Playing with glass

I played with molten glass and I lived to tell about it! Look, here’s proof!

Getting my glass all melty so I can work with it.

A good friend talked me into a Groupon deal at a glass art studio – a two-hour beginner class where we’d get to play with molten glass. Sure, I thought to myself, what better way to spend a hot Maryland summer evening than standing by a two-thousand-degree furnace and risking third-degree burns?
The class was at Lillie Pad Studios in Millersville, and I’m going to tell you about it, but please don’t trust me to be giving you accurate information about the process! I was faint from the heat and scared to burn myself, and mostly only paid attention to the “how to do this and not end up in the hospital” parts of the lesson. The instruction was really superb and I should have been more relaxed and taken it all in, but I was such a chicken!
The instructors got us some molten glass to work with by collecting it on the end of a long metal pole called a punty. When it first comes out of the heat, it’s the consistency of honey, so it’s important to keep the punty spinning gently to avoid letting your glass ooze to the floor. I was told I have an excellent sense of gravity. I’m so proud!
We made simple paperweights, and the first step was getting some color into our pieces. To do that, we dipped the hot glass into little colored glass chips, and then put it back into the fire to let it all melt together. Some colors are opaque and some of them are translucent, and mixing them right can get a great layering effect.

Then we let the glass drip into sturdy metal molds and take a shape. It cools quickly enough that you only need to hold it in place for under a minute, but the important part is to keep the punty completely vertical, or you’ll get a lopsided piece.

Once the glass was molded, we let it cool so the instructors could add more glass over the top of the shape, to make another layer. Then it was time to work the glass with some tools, to smooth it and prepare it to be chipped off the punty. We started with wet newspaper and our bare hands! Gravity pulls the glass downwards, and all we were doing with this step was keeping our hand under the dripping glass so it dripped into a roundish shape. With the punty constantly rolling, of course. I was petrified about this step, naturally, and focused so much on not burning my hand that I had a hard time coordinating the rolling part. The instructor stepped in and took over, because I couldn’t keep the punty straight.

Of course, it eventually has to come off the punty! We used jacks to make a channel in the glass while we were spinning it, and slowly pulled the paperweight part away from the pole, leaving it connected by a dime-sized section of glass.

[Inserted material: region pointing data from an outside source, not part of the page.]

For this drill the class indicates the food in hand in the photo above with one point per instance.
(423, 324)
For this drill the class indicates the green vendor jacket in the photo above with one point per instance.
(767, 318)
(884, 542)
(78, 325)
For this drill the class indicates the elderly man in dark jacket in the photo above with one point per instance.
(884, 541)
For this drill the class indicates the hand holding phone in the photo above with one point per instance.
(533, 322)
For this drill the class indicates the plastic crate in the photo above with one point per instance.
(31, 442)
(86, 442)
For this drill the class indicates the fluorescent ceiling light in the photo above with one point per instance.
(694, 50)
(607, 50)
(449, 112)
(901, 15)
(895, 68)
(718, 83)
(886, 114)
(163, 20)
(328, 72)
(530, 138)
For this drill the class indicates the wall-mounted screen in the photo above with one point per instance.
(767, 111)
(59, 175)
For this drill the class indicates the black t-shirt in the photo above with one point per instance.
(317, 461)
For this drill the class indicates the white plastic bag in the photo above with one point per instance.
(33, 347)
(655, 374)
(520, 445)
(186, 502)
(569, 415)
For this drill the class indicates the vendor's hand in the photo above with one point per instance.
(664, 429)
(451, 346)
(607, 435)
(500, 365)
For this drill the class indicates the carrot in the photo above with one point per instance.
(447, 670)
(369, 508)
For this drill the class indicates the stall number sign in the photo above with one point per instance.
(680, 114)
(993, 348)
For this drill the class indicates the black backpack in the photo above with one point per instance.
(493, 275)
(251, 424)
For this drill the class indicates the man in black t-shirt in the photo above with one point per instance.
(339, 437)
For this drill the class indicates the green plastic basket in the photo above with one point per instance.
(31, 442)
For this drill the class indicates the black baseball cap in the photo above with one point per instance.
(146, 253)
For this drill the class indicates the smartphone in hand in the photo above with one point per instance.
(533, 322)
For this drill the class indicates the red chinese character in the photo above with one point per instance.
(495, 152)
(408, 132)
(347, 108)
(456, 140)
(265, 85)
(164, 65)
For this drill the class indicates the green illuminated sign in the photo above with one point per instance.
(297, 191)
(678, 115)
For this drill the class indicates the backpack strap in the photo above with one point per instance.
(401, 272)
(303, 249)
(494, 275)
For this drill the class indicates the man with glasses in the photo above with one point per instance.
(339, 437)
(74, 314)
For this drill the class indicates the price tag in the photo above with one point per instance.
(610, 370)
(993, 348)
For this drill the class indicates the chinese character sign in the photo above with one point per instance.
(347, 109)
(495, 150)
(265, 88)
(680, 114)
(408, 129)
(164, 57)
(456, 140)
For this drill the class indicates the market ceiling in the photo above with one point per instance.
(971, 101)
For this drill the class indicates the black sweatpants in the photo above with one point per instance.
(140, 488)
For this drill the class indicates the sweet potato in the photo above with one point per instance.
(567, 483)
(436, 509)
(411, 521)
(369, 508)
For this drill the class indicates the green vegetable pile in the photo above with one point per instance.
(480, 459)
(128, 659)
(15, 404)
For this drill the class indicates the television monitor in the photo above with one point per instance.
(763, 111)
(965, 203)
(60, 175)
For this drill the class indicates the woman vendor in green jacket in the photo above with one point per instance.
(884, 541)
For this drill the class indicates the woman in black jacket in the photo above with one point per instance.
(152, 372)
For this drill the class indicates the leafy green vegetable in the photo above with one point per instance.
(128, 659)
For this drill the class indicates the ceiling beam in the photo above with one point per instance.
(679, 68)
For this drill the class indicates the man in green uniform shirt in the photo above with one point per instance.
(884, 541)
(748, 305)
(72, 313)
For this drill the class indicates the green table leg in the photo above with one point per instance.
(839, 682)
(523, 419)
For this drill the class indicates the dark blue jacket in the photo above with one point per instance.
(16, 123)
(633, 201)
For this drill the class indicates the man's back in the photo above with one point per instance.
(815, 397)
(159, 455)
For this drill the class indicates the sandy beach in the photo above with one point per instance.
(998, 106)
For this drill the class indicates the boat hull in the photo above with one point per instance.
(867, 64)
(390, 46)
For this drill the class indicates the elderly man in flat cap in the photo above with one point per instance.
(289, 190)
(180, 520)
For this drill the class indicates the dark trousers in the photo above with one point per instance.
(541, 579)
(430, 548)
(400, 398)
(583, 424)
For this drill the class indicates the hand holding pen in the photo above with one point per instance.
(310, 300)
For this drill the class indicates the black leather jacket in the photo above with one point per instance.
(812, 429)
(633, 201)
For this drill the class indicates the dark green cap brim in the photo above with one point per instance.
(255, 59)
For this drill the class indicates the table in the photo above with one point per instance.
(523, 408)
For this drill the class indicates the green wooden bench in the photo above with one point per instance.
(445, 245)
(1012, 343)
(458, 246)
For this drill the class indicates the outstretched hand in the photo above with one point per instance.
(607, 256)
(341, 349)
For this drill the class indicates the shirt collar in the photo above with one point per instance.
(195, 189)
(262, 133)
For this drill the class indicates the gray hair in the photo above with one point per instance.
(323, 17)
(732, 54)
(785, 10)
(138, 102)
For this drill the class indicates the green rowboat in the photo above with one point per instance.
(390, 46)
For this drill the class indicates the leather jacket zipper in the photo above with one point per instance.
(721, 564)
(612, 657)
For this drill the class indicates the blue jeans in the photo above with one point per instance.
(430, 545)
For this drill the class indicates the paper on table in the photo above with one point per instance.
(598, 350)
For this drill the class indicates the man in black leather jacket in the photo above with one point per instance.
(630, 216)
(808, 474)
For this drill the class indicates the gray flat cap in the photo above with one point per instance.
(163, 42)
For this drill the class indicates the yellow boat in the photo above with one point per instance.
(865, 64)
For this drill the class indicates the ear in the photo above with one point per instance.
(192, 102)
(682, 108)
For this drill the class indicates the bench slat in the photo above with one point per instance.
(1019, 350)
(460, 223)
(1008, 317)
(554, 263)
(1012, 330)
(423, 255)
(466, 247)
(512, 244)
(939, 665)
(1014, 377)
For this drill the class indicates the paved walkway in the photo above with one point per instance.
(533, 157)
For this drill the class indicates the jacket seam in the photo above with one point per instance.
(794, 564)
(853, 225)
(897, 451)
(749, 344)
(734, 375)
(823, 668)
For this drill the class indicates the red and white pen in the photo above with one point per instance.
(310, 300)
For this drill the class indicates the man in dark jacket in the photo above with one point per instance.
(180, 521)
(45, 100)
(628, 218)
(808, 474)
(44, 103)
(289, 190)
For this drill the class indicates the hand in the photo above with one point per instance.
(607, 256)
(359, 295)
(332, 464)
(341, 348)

Using the jacks to get the piece away from the punty

Letting gravity flatten out the bottom of the piece

The pieces had to cool slowly overnight in a special oven so the temperature differential wouldn’t cause them to shatter, so I had to wait to bring my paperweight home! Here are the final products from our group:

Mine is the monstrosity on the right!
It was a ton of fun, and it’s a hobby I could see myself enjoying very much, if not for the blistering heat. I’m whiny when I’m too hot! I felt bad because a couple of times I couldn’t handle standing in front of the glory hole (yes, that’s the actual name for the furnace thing, and yes, I also giggled), and my instructor had to “take the heat” for me. I might consider going back for more… in the winter.